Guanzate è un paese disposto in cima ad un colle, ai piedi del quale si colloca il Santuario Beata Vergine di San Lorenzo del diciassettesimo secolo; conserva un affresco absidale della Madonna con il Bimbo risalente al 1497. Di particolare interesse è il viale d'accesso abbellito da 14 cappelle della Via Crucis: Il progetto fu affidato all'architetto Bolti e completato nel 1817.
Curioso è il nomigliolo degli abitanti di Guanzate, i Mangiacuscienza.

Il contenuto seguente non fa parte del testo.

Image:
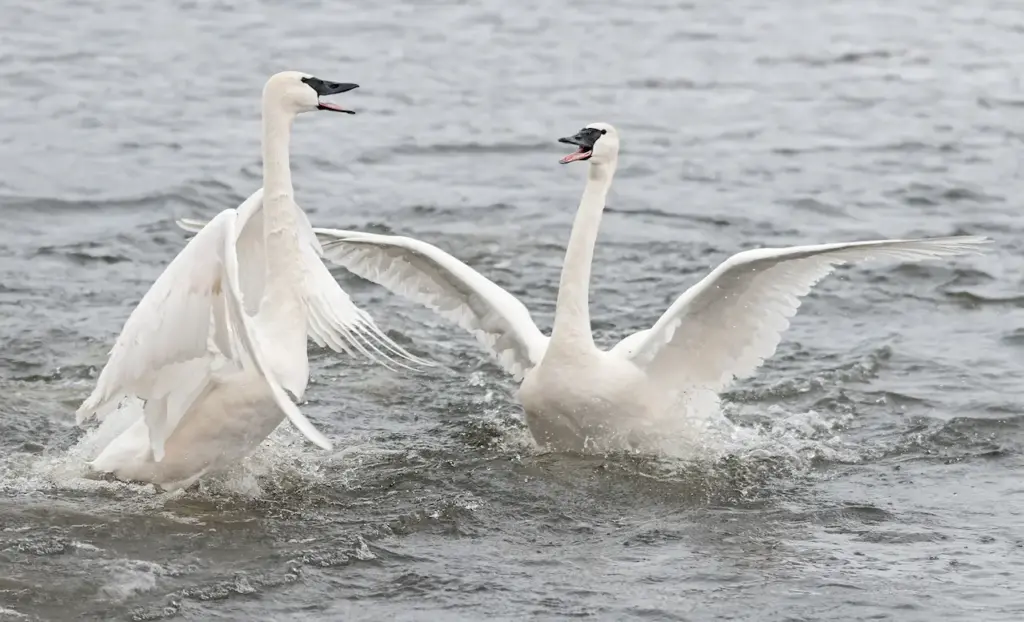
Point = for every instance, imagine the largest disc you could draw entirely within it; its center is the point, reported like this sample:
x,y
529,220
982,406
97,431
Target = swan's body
x,y
204,362
578,397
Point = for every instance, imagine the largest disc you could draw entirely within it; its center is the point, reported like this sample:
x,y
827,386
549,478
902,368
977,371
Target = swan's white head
x,y
296,92
597,142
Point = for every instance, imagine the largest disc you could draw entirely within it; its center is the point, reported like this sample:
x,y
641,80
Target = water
x,y
882,477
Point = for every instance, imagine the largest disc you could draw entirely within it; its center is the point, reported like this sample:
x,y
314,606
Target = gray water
x,y
881,478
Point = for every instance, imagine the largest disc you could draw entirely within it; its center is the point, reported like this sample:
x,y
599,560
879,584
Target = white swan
x,y
578,397
204,362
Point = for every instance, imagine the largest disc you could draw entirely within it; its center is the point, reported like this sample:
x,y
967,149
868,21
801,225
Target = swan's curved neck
x,y
276,165
571,329
281,218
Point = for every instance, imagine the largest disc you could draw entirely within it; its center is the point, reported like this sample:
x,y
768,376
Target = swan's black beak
x,y
325,88
585,139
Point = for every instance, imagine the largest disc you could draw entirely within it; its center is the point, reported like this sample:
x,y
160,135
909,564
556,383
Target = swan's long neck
x,y
281,218
276,166
571,330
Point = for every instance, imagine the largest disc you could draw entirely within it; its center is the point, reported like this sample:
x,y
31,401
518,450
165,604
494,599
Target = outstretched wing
x,y
726,325
334,321
190,319
426,275
167,338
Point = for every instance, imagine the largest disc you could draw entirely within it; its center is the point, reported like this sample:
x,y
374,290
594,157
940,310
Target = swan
x,y
579,398
205,363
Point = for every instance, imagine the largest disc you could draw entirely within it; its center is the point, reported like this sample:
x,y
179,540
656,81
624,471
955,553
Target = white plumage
x,y
578,397
204,361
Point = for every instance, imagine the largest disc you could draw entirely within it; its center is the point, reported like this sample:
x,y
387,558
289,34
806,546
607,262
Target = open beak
x,y
585,140
333,88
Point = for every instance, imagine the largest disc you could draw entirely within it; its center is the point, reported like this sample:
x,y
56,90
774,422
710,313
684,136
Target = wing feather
x,y
726,325
430,277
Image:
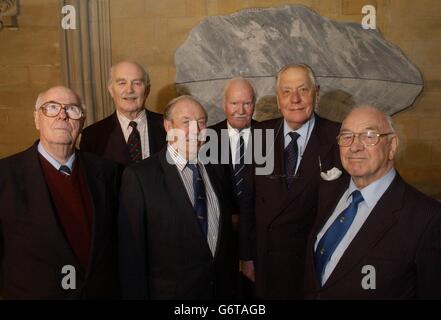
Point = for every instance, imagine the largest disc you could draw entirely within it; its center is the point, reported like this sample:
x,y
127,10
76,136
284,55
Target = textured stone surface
x,y
354,66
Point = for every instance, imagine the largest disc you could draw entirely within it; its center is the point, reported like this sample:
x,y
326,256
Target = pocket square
x,y
330,175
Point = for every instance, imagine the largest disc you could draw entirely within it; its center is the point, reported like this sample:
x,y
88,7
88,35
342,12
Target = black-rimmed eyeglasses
x,y
367,138
52,109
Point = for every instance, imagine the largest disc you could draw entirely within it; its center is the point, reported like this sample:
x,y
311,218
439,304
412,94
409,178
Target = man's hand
x,y
247,268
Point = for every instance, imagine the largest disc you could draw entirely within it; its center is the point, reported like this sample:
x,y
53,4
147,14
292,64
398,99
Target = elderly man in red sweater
x,y
57,222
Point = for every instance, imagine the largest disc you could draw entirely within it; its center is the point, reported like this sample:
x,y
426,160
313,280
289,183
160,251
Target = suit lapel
x,y
380,220
116,147
97,191
318,146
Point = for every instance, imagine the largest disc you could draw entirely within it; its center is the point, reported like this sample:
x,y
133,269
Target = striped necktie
x,y
335,233
291,155
134,143
200,199
239,166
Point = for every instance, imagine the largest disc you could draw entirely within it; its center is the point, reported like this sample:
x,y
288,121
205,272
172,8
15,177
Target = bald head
x,y
130,65
384,121
238,102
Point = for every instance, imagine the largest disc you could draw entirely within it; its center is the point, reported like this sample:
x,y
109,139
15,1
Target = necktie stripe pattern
x,y
134,143
335,233
65,170
239,166
291,155
200,199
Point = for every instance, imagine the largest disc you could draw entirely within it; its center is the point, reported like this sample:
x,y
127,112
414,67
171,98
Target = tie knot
x,y
294,136
357,197
193,167
133,124
65,169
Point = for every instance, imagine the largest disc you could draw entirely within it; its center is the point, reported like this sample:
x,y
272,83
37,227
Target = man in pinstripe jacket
x,y
175,236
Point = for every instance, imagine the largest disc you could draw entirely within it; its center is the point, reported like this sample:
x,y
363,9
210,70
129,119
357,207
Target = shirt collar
x,y
235,132
373,192
302,131
140,119
177,158
53,161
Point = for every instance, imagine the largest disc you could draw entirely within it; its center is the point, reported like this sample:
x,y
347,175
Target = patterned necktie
x,y
239,166
134,143
65,170
291,155
335,233
200,201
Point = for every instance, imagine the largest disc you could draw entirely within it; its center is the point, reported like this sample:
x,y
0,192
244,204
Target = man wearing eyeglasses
x,y
285,200
375,237
58,216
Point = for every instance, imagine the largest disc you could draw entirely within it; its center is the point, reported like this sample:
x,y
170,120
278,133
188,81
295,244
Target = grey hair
x,y
390,123
170,106
303,66
145,73
388,118
229,82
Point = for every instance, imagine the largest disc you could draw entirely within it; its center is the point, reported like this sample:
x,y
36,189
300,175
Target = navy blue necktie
x,y
239,166
291,155
134,143
335,233
200,202
65,169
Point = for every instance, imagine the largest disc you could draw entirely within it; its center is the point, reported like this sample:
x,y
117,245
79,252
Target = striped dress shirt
x,y
213,210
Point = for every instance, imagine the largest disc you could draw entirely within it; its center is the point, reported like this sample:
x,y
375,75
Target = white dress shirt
x,y
54,162
371,194
304,134
142,127
213,210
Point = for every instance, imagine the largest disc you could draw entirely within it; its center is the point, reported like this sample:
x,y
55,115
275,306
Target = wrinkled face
x,y
296,96
183,130
368,163
127,87
59,129
239,105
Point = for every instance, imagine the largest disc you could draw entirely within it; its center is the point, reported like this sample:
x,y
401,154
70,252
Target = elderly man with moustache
x,y
175,238
238,101
285,201
58,216
132,132
375,237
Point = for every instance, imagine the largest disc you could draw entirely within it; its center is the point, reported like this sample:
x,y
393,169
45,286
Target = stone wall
x,y
150,31
30,62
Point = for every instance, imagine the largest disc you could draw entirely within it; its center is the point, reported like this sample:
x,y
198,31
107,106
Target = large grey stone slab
x,y
354,66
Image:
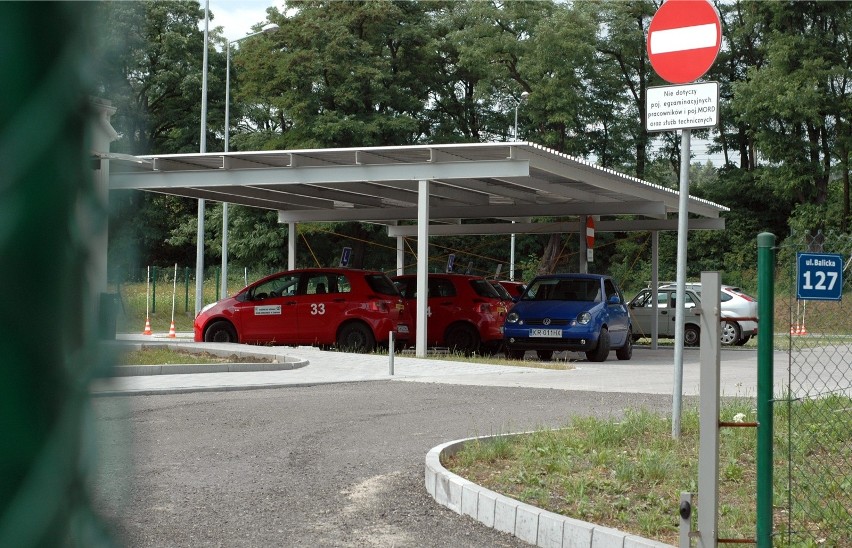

Si narra che, intorno al 1859, anni di guerra e di fame, il Parroco Pietro Mozzanica avesse una cagnetta di nome Coscienza a cui era molto affezionato. Una notte i ladri entrarono nella sua casa, rubarono quel poco che il Parroco aveva ed uccisero la cagnetta per cibarsene. Al mattino il Parroco, ritrovando la pelle e gli avanzi, capì ciò che i ladri avevano fatto. Sconvolto dalla scoperta, alla domenica successiva, durante il sermone richiamò i furfanti alla loro responsabilità e al loro peccato, inveendo contro "chi da Guanzaa m'han mangiaa la Cuscienza col cugiaa" (quelli di Guanzate che mi hanno mangiato Cuscienza con il cucchiaio); l'ironia popolare trasformò l'invettiva del Parroco in un detto tradizionale.
Oltre Bulgarograsso, verso Cassina Rizzardi, si estende un impianto di gelsi conservato dalla Provincia di Como quale testimonianza di un'antica coltura oggi scomparsa, che fu la protagonista per secoli dell'economia comasca. Agli inizi del Novecento il gelso dominava il paesaggio della pianura Padana con i suoi filari capitozzati, dove i bachi da seta costruivano i loro bozzoli, che venivano prelevati per filare la seta; l'industria moderna, la globalizzazione, la mancanza di un ricambio generazionale nelle maestranze necessarie sono stati i fattori che hanno segnato il declino e poi l'abbandono della bachicoltura. Gradatamente i gelsi sono stati estirpati, per ridare più spazio ed energia ai campi seminati. E' rimasta però, fortemente radicata, la capacità e la qualità artistica dei tessitori comaschi, unica vera barriera all'espansione economica dall'oriente, si spera, per lungo tempo.